- Start by reading Severe Flooding on the Colorado Front Range to learn about the September 2013 event.
- Become an expert on your topic by researching online. Check out the questions and topics related to your topic below.
- Meet with your group and prepare to make a presentation about your topic and what you learned. Remember to include:
- What your topics is
- The information you found
- Your interpretation of the information you found
- Where you found information
- Why it’s important
- You will be responsible for presenting your findings to the rest of the class. Your presentation should be 3-5 minutes long.

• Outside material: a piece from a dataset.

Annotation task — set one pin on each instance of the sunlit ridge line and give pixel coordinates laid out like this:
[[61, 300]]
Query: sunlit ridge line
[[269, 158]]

Topic 1: Tell us the numbers.
Numbers can be compelling. So what were the storm totals and how can you compare that to something that your audience can understand? What are the normal rainfall and stream flow amounts for September in Colorado? What do the numbers mean (i.e. what’s an inch, a foot, an acre-foot, how much does a gallon weigh)? To get started, take a look at Record Rainfall. To get a sense of whether the rainfall was unusual, check out the rainfall totals listed at Heavy Precipitation: Extreme Events (NOAA National Climatic Data Center).
Topic 2: Tell us their stories.
There were many stories about people and community impacts during the floods. What were some of the local, state and federal impacts? Give examples of different impacts and at least one case story of a person or family’s experience. Use Google to research local reporting on the floods. Compare the sources and their points of view.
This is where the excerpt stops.